Imam Abu Dawud meriwayatkan dari Anas Radhiyallahu anhu, “Suatu ketika Rasulullah Shallallahu ‘alaihi wa salllam datang ke rumah Sa’ad bin ‘Ubadah, lalu Sa’ad membawakan roti dan minyak untuk beliau, kemudian beliau Shallallahu ‘alaihi wa sallam memakannya, setelah itu beliau Shallallahu ‘alaihi wa sallam berdo’a:
أَفْطَرَ عِنْدَكُمُ الصَّائِمُوْنَ وَأَكَلَ طَعَامَكُمُ اْلأَبْرَارُ وَصَلَّتْ عَلَيْكُمُ الْمَلاَئِكَةُ
“Orang-orang yang berpuasa telah berbuka di rumah kalian dan orang-orang baik memakan makanan kalian, semoga para Malaikat mendo’akan kalian agar mendapatkan rahmat.”[5]
Jika kedudukan para Malaikat sedemikian mulia, maka siapakah di antara orang-orang berakal yang tidak ingin masuk ke dalam golongan orang-orang yang dido’akan oleh mereka.
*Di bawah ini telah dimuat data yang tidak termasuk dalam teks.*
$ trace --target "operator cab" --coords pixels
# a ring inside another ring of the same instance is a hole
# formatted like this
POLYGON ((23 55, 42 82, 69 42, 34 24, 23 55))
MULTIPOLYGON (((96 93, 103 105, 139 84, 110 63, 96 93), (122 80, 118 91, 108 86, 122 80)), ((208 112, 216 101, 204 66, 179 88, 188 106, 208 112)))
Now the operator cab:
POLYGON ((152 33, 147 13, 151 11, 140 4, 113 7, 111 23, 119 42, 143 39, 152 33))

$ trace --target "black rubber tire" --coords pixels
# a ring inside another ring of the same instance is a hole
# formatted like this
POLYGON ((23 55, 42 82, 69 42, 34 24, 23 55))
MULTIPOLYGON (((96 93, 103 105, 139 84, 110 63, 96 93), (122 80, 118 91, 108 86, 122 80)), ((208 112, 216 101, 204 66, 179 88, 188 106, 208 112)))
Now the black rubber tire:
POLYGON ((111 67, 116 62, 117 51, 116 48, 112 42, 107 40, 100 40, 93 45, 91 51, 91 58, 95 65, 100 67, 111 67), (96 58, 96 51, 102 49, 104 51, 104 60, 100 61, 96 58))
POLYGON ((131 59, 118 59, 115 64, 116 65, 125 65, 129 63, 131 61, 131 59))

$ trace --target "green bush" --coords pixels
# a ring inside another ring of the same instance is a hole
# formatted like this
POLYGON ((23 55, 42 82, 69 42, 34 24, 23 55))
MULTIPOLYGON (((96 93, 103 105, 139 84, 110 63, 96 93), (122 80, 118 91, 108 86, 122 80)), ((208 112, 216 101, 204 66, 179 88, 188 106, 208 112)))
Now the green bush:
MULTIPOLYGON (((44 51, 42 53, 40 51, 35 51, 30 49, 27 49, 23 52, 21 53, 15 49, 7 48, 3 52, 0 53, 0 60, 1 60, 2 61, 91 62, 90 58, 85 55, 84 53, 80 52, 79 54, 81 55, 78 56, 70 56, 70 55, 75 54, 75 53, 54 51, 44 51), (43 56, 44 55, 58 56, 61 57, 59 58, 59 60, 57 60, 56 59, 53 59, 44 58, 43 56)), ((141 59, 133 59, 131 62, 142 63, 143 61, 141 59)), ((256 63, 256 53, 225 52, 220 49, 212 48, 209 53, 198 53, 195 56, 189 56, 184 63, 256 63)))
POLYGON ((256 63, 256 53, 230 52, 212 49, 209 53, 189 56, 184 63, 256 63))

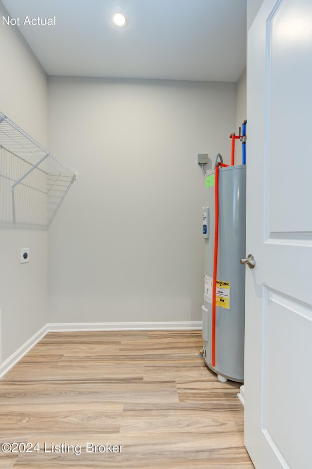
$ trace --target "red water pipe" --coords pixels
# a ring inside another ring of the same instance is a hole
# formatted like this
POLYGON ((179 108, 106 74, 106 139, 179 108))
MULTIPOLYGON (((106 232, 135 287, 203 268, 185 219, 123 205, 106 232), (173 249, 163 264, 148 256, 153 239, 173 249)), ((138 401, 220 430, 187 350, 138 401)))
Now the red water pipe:
POLYGON ((235 135, 235 132, 233 132, 230 136, 230 138, 232 140, 232 151, 231 155, 231 165, 234 166, 234 160, 235 159, 235 139, 240 139, 240 137, 238 135, 235 135))
POLYGON ((215 166, 214 176, 214 204, 215 220, 214 223, 214 273, 213 275, 213 311, 212 331, 211 338, 211 364, 215 366, 215 287, 216 284, 216 267, 218 260, 218 238, 219 236, 219 165, 215 166))

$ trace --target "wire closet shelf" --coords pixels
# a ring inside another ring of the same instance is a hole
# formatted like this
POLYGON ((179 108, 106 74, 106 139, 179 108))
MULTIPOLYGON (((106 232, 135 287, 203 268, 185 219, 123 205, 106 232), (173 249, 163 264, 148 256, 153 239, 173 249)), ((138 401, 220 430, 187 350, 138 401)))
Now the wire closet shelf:
POLYGON ((28 163, 31 167, 13 184, 11 190, 36 168, 47 174, 66 175, 72 182, 77 179, 77 173, 23 130, 17 124, 0 111, 0 148, 3 148, 28 163))

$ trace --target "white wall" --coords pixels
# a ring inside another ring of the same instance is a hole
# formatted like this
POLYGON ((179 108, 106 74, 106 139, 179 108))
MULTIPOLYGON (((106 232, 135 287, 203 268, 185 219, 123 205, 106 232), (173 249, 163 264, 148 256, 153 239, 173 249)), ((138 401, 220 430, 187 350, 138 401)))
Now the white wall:
MULTIPOLYGON (((236 83, 236 133, 238 135, 238 128, 241 128, 243 122, 247 119, 247 80, 246 69, 243 71, 236 83)), ((247 133, 247 127, 246 127, 247 133)), ((239 147, 239 145, 238 144, 239 147)))
MULTIPOLYGON (((0 2, 0 16, 7 14, 0 2)), ((0 110, 46 145, 46 75, 16 27, 1 26, 0 42, 0 110)), ((4 190, 5 178, 13 177, 10 165, 14 166, 14 170, 23 168, 22 163, 18 168, 13 164, 14 157, 10 159, 6 155, 1 158, 0 184, 4 190), (4 163, 5 159, 9 162, 7 164, 4 163)), ((47 233, 38 226, 34 228, 37 224, 34 223, 33 211, 38 210, 38 206, 32 196, 26 202, 25 186, 22 190, 20 186, 16 189, 16 206, 25 210, 20 223, 14 224, 11 211, 13 196, 7 188, 6 198, 1 194, 0 212, 0 343, 2 339, 3 361, 47 322, 47 233), (25 215, 27 210, 29 216, 25 215), (29 263, 21 265, 22 247, 30 248, 31 258, 29 263)), ((37 212, 37 221, 38 216, 37 212)))
POLYGON ((78 171, 49 229, 49 322, 201 320, 198 153, 230 162, 235 83, 52 77, 49 147, 78 171))

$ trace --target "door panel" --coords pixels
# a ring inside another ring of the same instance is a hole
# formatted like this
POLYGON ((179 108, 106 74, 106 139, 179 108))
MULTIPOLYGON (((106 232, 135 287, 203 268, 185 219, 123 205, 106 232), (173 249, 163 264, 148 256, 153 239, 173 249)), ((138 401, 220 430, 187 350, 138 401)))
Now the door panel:
POLYGON ((312 467, 312 3, 264 0, 249 33, 245 444, 312 467))

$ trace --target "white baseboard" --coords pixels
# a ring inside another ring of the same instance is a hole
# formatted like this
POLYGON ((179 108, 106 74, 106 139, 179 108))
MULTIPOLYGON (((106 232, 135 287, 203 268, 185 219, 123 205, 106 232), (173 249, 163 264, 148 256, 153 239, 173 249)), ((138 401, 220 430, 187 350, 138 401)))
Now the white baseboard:
POLYGON ((47 324, 49 332, 97 330, 198 330, 201 321, 141 323, 59 323, 47 324))
POLYGON ((37 344, 39 340, 41 340, 48 332, 47 325, 36 332, 32 337, 25 342, 23 345, 17 350, 10 357, 7 358, 0 367, 0 378, 7 373, 11 368, 19 362, 21 358, 22 358, 24 355, 26 355, 34 346, 37 344))
POLYGON ((237 397, 245 407, 245 386, 243 385, 239 388, 239 393, 237 394, 237 397))
POLYGON ((60 323, 46 324, 40 330, 9 357, 0 366, 0 378, 48 332, 85 332, 97 330, 198 330, 201 321, 156 323, 60 323))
Dan siapakah di antara orang-orang berakal yang tidak berusaha untuk menjauhi apa saja yang menyebabkan mereka masuk ke dalam golongan orang-orang yang dilaknat oleh para Malaikat?
Telah diungkap di dalam al-Qur-an dan as-Sunnah bahwa orang-orang yang berbahagia adalah mereka yang termasuk ke dalam golongan orang-orang yang dido’akan oleh para Malaikat, sebagaimana di dalam keduanya (al-Qur-an dan as-Sunnah) diungkap orang-orang yang sengsara, yakni orang-orang yang termasuk ke dalam golongan orang-orang yang dilaknat oleh para Malaikat.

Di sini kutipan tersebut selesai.